The endless parade of scandals and the short-term thinking during the Anastasiades administration have created the false impression that their policies have benefited the economy.
To grow, do we need to sacrifice the environment, which is not the responsibility of the state that people have been left behind?
Is it normal for Cyprus to experience similarly high inflation to other countries in the EU that had a dependency on Russian gas?
Is it acceptable for the state to have the highest borrowing cost in the eurozone and for banks to charge households and businesses the highest interest rates?
Is it okay not to proceed with necessary reforms, or when you do so, do they not serve their purpose?
Can digitisation of the economy wait for another century? That is their fault that young couples cannot afford to rent or buy a house?
My highest priority is to reverse those trends.
We need real change now. We need to bring the basic economic issues that matter most to everyone back on the agenda.
We will no longer tolerate an economy rigged to benefit the wealthiest in this country at the expense of everyone else.
Our goal is to create a reliable financial system and a stable economy that works for all.
That is why we proposed a series of measures that could ease the pain of inflation.
That is why we support the restoration of the Cost-of-Living Allowance (CoLA) for all, prioritising the low-paid workers.
We have proposed a housing scheme to meet young people’s demands and needs, and we aim to tax all high-value real estate in the cities that are abandoned or not in use.
We recognise that access to the financial system has been interrupted by the closure of the Cyprus Cooperative Bank. As a result, many households and small businesses have been left out, with limited access to any credit and/or financing.
That is why we proposed state intervention and subsidy on the lending rate to overcome the interest rate increases, at least for those in need.
We must prevent another wave of non-performing loans, and we need to act immediately.
Moreover, we plan to provide time for our businesses to adapt to the new high-tech world. We will also recreate small local cooperatives (purchase of raw materials, trading and basic banking services).
Time is running out for our public sector to adapt to the current needs of society and the economy.
We recognise that we are at the last minute before an environmental catastrophe and need to introduce a new energy mix model to create a solid foundation for sustainable growth and a green economy.
Our main principle is that growth cannot be considered a development if it is not based on the sustainability of the environment.
Finally, the reunification of Cyprus will be a game changer for the island’s economy. It will be the catalyst that will unleash the potential of this country.
A viable solution will truly add economic prosperity, sharply increasing healthy and sustainable investment.

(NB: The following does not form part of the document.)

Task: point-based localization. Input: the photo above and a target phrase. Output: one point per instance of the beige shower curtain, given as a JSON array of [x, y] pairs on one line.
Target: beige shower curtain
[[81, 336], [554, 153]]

At the same time, Cyprus’ key role in other sectors in the east Mediterranean area will become much more significant.
What is at stake in these elections is the future of all Cypriots, and we cannot continue pretending it’s “business as usual”.
This is neither the time to abstain nor a time for a protest vote.
Such a reaction will only benefit the current establishment.
Not all candidates are the same.
We are not the same, and even on the few things that we do agree, what differentiates us is that we have the will, the ethos, the reliability, and the know-how to implement what we are proposing.
I trust the team of people that worked hard to draft the economic proposal, and I can reassure you that we will work even harder to implement it.
Based on my experience as a deputy minister for the EU during the Cypriot Presidency and as a Permanent Secretary of the minister of foreign affairs, I am confident that we can deliver the change we have promised.
For ten years, both Averof Neofytou and Nikos Christodoulides, in one way or another, were part of the current administration.
Their promises and their suggestions should not deceive anyone.
By now, we know they cannot deliver on their promises or never meant them.
This is the time to change that. This is the time for social sensitivity and stability and to address inequality.
This is the time for Cyprus and its citizens. We can make it.